Rather than curbing overfishing, for instance, privatisation has exacerbated the problem. To increase shareholder value, the world’s largest fishing companies – dominated by a handful of state-subsidised multinationals – have developed trawling technology to maximise catch yield.
Today, ships the size of football pitches drag heavily weighted nets across the sea floor, trawling vast quantities of fish. These include large by-catches of unwanted and (ultimately) discarded species.
Due to industrial fishing practices, the UN Food and Agriculture Organisation (FAO) recently calculated that one-third of global fish stocks are now either overfished or depleted. The rest are close to their sustainable limit.
Unfettered capitalism has also spawned vast islands of discarded plastic found floating on ocean eddies. Other by-products include the destruction of fragile sandbanks to help make cement, and dangerous levels of water pollution released by freight ships and cruise liners.
Standing decries rentier capitalism as the guilty party for all of this. He also takes umbrage with the inherent contradictions of “stakeholder capitalism”, which tries to balance the competing aims of shareholders and society at large .
This construct, he says, turns out to be little more than “illusion” claiming that exploitation of the seas increased “almost exponentially” in recent years, even as corporate concerns over their actions allegedly grew. But we can’t stop human maritime activity tomorrow. So, what are we to do?
First, Standing argues that governments should abandon the “fetish” of ceaseless economic growth. Second, maritime nations should establish “blue common funds” financed by levies on the commercial exploitation of ocean resources. Taxes on these activities would then be redistributed as a basic citizen income.

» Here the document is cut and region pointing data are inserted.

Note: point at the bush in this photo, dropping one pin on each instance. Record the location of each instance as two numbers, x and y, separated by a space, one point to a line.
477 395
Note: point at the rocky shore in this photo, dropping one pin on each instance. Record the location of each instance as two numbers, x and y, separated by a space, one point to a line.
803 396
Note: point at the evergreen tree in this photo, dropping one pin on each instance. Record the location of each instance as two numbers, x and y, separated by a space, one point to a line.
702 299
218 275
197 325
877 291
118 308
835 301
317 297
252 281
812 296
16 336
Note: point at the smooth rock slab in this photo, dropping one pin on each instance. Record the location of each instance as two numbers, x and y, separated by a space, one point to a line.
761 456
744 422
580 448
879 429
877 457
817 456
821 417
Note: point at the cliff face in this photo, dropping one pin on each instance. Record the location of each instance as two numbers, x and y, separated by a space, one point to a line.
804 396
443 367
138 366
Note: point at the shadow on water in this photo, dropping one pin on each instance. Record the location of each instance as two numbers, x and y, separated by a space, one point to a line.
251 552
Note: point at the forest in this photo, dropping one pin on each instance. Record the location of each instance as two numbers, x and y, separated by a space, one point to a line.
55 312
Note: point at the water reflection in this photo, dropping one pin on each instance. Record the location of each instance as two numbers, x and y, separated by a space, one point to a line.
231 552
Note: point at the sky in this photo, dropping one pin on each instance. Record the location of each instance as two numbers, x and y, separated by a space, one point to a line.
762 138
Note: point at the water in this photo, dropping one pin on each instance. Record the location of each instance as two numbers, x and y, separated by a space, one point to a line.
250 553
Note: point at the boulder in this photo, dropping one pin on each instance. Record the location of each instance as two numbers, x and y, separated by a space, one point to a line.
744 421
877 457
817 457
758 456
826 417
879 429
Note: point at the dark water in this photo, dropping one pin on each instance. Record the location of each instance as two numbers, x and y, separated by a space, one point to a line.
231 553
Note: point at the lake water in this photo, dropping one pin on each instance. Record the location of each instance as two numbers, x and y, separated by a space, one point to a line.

Compensating commoners would limit exploitation by making ocean-based economic activity more expensive. Marine preservation would also be improved by delegating fund governance responsibilities to commoners. They could oversee rules on (among other things) boundaries, access and investment strategies.
Watching the watchmen
Standing asserts that national governments have, over the past 40 years, largely failed to live up to their role as maritime “stewards”. Their mission, he submits, should be re-defined as arbiters over blue fund disputes. International organisations, such as the FAO, could then act as monitoring gatekeepers to ensure that nation states are held accountable.
Maritime governance remains a long way off Standing’s vision. Still, he cites several existing funds that could serve as useful blueprints.
To support its pensioners, Norway’s Pension Fund Global invests the country’s surplus petroleum revenue. The Alaska Permanent Fund, meanwhile, uses excess oil proceeds to fund investments which pay an annual dividend to all Alaskan citizens. While the Alaska Fund comes closer to Standing’s vision of a blue basic income, both funds rely on a single depletable resource, rather than levies on numerous exploitative activities (such as deep-sea mining, ocean-linked tourism and port construction).
Standing admits that his ambition will need “near-term pressure and action”. Needless to say, some readers will query the political feasibility of his proposals. Still, The Blue Commons is a salutary reminder for all of us to reconsider our relationship with the sea. And not just in terms of its utility, but also in recognising our mutual interdependence with nature.